Inutile de vous informer que le premier roman de Jess Kaan est sorti ; si vous fréquentez un tant soit peu les forums de science fiction, vous avez forcément entendu des gens en parler… enfin des gens, Jess Kaan surtout.

Petit rappel pour les férus d’anecdotes, Jess Kaan a une petite trentaine d’années et navigue depuis 1999 dans les eaux basses du milieu SFFF, relâchant ici ou là, dans son sillage, une bonne vingtaine de nouvelles, dont une partie a échoué dans le recueil Dérobade, paru chez la défunte Oxymore – ouvrage qui a reçu un accueil plutôt mitigé. À part ça, tout le monde s’accorde pour dire que Jess Kaan est un mec forcément sympa, puisqu’il avoue une prédilection pour le fantastique, qu’il vénère Rob Zombie, John Carpenter et les serial killers, qu’il a deux chattes à la maison et un cochon d’inde nommé Pouille Pouille, et que Xavier Vernet (à qui on peut accorder tout notre crédit), à la lecture de Dérobade, trouve que c’est quand même un « jeune auteur bien sympathique ». Il restait à Jess de confirmer (oui, depuis qu’on me confond avec lui dans la rue, je l’appelle Jess) cet allant sympathique, donc de convaincre avec un roman. Et, devant l’enthousiasme généralisé qu’il a suscité dans les divers forums, c’est avec un intérêt tout émoustillé que la lecture de l’ouvrage tant annoncée s’est effectuée.

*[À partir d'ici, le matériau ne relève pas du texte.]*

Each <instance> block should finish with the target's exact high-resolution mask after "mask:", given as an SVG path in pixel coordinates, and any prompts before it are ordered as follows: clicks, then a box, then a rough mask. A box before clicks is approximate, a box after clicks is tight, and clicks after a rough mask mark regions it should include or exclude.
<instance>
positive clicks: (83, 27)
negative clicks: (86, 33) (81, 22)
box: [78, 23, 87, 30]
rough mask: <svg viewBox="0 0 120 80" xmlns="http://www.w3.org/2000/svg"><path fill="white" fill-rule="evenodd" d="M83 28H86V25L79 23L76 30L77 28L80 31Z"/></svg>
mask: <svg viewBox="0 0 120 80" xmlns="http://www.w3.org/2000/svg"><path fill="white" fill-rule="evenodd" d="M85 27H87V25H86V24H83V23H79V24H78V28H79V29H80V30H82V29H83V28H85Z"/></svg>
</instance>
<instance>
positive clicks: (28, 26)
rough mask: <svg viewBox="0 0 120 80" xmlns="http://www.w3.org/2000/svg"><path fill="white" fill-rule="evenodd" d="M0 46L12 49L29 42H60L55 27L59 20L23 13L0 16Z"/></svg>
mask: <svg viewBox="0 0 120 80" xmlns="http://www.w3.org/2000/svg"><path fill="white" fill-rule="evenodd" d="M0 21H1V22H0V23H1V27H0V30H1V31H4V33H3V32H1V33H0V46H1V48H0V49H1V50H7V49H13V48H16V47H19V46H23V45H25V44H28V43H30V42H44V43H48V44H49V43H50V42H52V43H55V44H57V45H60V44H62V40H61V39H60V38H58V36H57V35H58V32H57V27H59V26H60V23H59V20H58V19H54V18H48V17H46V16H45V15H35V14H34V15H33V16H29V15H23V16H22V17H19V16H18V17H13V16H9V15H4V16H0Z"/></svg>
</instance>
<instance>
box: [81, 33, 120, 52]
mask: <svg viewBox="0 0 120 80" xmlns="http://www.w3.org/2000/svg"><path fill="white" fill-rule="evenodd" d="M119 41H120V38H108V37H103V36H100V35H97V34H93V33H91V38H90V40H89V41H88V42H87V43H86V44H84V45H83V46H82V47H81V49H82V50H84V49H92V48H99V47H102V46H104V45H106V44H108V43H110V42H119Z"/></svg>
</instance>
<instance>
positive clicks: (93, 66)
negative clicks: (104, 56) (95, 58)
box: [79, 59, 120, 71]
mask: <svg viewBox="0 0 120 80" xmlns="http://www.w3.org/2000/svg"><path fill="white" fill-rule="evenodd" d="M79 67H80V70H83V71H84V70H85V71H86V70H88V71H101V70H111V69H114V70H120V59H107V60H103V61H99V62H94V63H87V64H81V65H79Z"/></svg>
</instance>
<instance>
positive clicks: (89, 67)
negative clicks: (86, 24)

Saluons, avant de commencer, la couverture de Sébastien Bermès qui renvoie thématiquement à celle du recueil Dérobade qu’il avait déjà exécutée (suivant le même concept du « c’est raté mais c’est voulu »).

Arras, Futur immédiat

"L’histoire de Carla, c’est la mienne, c’est aussi celle de tous les réfractaires. Une vie brisée en l’espace de quelques secondes à peine, le jeudi 25 novembre, il y a sept ans, à 22h17 pour être exact.
C’est ce jour-là que l’orage vert a éclaté, que les télés et les ordinateurs du monde entier se sont figés tandis que tous les hommes se retrouvaient englués dans une nasse énergétique. Le phénomène n’a pas duré longtemps, une minute ou deux à peine. Mais quand cette éternité s’est écoulée, plus rien n’était comme avant.
Nous n’avons rien vu venir.
Nous pensions que les extraterrestres allaient débarquer ou bombarder nos villes ; que, pire, ils allaient ruser et s’insinuer dans les cercles décideurs. Nous nous étions totalement trompés. L’invasion fut plus traîtresse encore. Le flux nous a incorporés, puis il a formaté les esprits de la majorité d’entre nous. Un instant, il y avait Isa et Esthel Pelletier, ma femme et ma fille. Deux minutes plus tard, des consciences Stybiax avaient pris possession de ces gangues."

L’humanité est au plus bas dans ce futur proche, asservie par une race d’extra-terrestres perfides et technologiquement supérieurs : les Stybiax (81 points en mot compte triple). Ayant complètement annexé la Terre, les Stybiax ont également colonisé ses habitants en se revêtant de leurs enveloppes corporelles (enveloppes qui sont quand même plus cools que des petits blobs pleins de tentacules). Seule une poignée d’humain – les réfractaires – a échappé à cet asservissement corporel. Ils sont cependant trop peu nombreux pour résister et cette frange de rescapés s’est résolue à survivre tant bien que mal, regroupée en petites communautés miséreuses.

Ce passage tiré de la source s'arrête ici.